- Beaudet c.1890
- Born: Eliza Lang 1862 Stockton, California, U.S.
- Died: 1947
- Resting place: Stockton Rural Cemetery, California U.S.
- Occupation(s): Actress, opera singer
- Spouse: S. Arlant Edwards ​ ​(m. 1891; div. 1902)​

= Rose Beaudet =

American actress and opera singer

Rose Beaudet (born Eliza Lang; 1862-1947) was an American actress and opera singer of the late 19th and early 20th century who regularly appeared in musical theatre.

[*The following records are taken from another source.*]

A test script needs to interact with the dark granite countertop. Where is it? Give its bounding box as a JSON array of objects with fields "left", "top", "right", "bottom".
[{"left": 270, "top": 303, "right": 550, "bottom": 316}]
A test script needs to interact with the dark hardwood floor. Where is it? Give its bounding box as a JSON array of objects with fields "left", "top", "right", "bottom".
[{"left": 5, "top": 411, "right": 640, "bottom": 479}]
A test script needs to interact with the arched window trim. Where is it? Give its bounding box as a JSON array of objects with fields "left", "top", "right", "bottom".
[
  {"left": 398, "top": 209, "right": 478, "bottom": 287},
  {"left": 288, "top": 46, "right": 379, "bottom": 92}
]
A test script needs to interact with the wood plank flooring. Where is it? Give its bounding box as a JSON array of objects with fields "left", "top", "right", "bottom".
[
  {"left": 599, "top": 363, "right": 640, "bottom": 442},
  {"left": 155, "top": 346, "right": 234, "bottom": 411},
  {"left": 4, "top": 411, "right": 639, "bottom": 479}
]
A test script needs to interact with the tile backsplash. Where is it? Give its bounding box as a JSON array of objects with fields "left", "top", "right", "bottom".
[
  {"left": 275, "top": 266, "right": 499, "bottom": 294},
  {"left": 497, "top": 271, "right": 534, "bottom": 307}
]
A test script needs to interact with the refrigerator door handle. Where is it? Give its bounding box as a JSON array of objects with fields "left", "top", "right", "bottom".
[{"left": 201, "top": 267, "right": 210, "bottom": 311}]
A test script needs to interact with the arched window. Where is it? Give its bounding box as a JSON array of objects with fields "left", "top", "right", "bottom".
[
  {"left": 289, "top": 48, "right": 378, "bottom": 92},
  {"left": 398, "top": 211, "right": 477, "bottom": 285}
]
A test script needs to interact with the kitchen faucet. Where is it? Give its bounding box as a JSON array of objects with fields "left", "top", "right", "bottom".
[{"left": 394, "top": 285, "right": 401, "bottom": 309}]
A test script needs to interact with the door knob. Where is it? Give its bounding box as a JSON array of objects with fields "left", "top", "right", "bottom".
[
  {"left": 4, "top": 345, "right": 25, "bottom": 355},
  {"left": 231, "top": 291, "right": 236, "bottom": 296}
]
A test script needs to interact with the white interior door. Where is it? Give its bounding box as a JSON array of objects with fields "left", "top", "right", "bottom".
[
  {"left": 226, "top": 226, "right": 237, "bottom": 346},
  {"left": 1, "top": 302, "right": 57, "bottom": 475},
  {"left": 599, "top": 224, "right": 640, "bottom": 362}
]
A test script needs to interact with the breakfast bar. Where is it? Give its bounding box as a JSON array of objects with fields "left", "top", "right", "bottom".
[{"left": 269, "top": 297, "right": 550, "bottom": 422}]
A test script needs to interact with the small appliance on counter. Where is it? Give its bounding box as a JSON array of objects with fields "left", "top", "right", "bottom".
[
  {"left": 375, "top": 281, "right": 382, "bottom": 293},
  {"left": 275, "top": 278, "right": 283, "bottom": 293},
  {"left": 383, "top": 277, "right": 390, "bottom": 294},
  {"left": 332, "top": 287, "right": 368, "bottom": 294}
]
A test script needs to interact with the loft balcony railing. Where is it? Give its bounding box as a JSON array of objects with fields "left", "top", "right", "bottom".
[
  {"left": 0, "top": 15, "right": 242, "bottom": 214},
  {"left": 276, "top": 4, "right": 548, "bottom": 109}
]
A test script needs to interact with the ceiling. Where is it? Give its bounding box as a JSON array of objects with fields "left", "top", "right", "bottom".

She was born as Eliza Lang, the daughter of Councilman Lewis H. Lang of Stockton near San Francisco, and his wife Mary Ann Lang. She married S. Arlant Edwards on 15 January 1891, but had divorced him by 1902. She appeared with the C. D. Willard Company in 1903.

A mezzo-soprano, Beaudet's appearances on Broadway included Eva in The Beggar Student at the Casino Theatre (1883 - 1884), Amorita at the Casino Theatre (1885), Captain Delauney in Erminie at the Casino Theatre (1886), a role played in the original London production by Kate Everleigh, The Kitchen Belle (1889), Mrs St Mirim in Miss Innocence Abroad at the Bijou Theatre (1894), Catherine in Lost, Strayed or Stolen at the Fifth Avenue Theatre (1896), All on Account of Eliza at the Garrick Theatre and Wallack's Theatre (1900 - 1901), The Cardinal at the Garden Theatre (1902), Mrs Jefferson Briscoe in The County Chairman at Wallack's Theatre (1903 - 1904), Marcie Brook in Miss Jack at the Herald Square Theatre (1911), and Mrs Kennion in The Younger Generation and in Half an Hour at the Lyceum Theatre (1913).